The divergence becomes more specific: Can the rate of inference cost decline outpace the growth in usage volume and task complexity? If unit costs fall quickly, but average user consumption grows faster, the model company's weighted gross margin may still be under pressure. Conversely, if model routing, caching, custom chips, and price tiering are effective enough, AI subscriptions may gradually shed today's cost-heavy characteristics.

Number of Subscribers is Not Gross Margin

The $20 breakdown chart should not be interpreted as the final outcome. It is more of a valuation reminder for the current phase: until the market sees sufficiently transparent gross margin data from model companies, investors need to discount the assumption that "AI applications are naturally equivalent to SaaS."

For unlisted model companies like OpenAI and Anthropic, external investors have difficulty seeing the complete ledger. Fundraising materials, partner disclosures, cloud cost structures, enterprise plan pricing, API revenue share, and usage limits all become clues for judgment.

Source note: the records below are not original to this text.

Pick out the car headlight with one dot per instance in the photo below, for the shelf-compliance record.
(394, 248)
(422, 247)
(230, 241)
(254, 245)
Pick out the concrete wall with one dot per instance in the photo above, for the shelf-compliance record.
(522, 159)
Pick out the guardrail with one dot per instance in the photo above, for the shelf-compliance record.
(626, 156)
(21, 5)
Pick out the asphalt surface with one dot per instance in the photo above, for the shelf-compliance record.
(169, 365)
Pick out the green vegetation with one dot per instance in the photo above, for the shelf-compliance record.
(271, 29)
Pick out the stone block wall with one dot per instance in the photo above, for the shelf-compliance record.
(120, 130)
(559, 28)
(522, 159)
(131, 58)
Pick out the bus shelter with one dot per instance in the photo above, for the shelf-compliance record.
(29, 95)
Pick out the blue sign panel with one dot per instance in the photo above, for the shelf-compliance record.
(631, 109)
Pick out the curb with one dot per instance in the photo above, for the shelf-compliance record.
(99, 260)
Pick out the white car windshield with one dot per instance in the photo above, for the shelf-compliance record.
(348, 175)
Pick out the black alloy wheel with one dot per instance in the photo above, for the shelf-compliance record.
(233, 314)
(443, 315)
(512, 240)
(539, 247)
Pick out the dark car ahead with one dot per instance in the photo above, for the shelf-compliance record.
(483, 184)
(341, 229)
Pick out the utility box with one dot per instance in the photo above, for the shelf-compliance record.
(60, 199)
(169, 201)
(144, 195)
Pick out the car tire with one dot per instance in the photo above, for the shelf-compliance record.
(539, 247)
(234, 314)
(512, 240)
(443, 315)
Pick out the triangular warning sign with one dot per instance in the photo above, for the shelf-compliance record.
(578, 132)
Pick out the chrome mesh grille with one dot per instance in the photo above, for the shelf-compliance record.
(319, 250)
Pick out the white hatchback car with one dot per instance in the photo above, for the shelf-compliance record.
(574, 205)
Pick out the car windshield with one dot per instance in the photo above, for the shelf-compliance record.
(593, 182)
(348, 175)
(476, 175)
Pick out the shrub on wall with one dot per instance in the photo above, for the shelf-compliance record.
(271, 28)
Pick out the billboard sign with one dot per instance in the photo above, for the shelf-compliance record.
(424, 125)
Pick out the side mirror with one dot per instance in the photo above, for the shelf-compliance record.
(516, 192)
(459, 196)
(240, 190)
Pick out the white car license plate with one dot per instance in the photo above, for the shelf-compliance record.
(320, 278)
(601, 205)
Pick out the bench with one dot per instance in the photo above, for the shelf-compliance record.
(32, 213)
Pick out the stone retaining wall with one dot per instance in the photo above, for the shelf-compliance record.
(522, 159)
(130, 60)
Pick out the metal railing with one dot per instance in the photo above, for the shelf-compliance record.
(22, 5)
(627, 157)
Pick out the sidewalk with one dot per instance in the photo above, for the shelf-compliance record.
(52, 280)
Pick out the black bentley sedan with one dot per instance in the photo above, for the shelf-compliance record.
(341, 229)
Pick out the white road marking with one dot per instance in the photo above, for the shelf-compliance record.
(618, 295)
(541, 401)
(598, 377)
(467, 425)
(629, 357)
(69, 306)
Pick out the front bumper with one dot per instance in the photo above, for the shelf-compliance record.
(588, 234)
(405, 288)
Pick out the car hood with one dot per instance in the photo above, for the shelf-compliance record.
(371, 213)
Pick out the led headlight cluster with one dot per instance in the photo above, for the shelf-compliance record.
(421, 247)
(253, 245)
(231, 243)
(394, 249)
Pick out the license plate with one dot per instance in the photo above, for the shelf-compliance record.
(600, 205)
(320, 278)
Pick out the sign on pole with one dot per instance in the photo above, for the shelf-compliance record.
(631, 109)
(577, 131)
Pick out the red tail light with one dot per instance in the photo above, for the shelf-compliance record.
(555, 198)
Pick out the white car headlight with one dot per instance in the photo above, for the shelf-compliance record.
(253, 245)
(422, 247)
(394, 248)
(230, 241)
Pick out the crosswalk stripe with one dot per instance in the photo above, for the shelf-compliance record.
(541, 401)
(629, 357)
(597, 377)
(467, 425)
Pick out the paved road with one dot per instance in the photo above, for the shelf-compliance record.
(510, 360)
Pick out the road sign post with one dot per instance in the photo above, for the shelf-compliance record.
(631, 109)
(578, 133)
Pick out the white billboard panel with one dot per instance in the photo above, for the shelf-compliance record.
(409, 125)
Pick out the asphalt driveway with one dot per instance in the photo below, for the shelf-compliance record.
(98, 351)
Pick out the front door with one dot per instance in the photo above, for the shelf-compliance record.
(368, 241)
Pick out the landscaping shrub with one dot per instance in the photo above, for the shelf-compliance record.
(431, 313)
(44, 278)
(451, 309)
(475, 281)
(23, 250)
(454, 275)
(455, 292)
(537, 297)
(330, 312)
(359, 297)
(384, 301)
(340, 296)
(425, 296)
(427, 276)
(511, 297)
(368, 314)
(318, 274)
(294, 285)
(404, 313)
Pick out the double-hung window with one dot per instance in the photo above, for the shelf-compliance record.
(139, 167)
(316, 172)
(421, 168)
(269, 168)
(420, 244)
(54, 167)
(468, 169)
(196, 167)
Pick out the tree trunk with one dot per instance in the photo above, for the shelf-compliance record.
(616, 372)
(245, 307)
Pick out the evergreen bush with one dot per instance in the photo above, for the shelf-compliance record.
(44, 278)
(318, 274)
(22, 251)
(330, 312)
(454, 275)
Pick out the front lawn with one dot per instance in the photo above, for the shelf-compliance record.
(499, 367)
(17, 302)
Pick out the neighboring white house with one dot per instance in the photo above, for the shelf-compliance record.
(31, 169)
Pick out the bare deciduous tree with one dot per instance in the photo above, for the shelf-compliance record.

The truly valuable data isn't just the number of paying users, but the ratio of light to heavy users, whether enterprise customers are willing to pay more for high-intensity use, whether cloud settlement costs are declining, and whether falling unit inference costs trickle down to the company's gross margin.

Verification for the public company chain will appear faster in financial reports. NVIDIA's overall gross margin and data center revenue growth, TSMC's advanced process and packaging demand, HBM manufacturers' prices and margins, and cloud providers' CapEx intensity will continue to reflect whether AI usage is still transmitting to the infrastructure side. If these indicators remain strong, while the application layer shows a lack of margin improvement evidence, the market will continue to grant infrastructure a more certain valuation premium.

Ultimately, for model companies to reclaim a higher valuation anchor, they need to prove not just that users are willing to pay $20, but that these subscription fees can retain sufficient gross profit even after heavy usage. The next pricing divergence will likely be not in the headline ARR number, but in whether inference costs, package limits, and enterprise pricing can all work out simultaneously.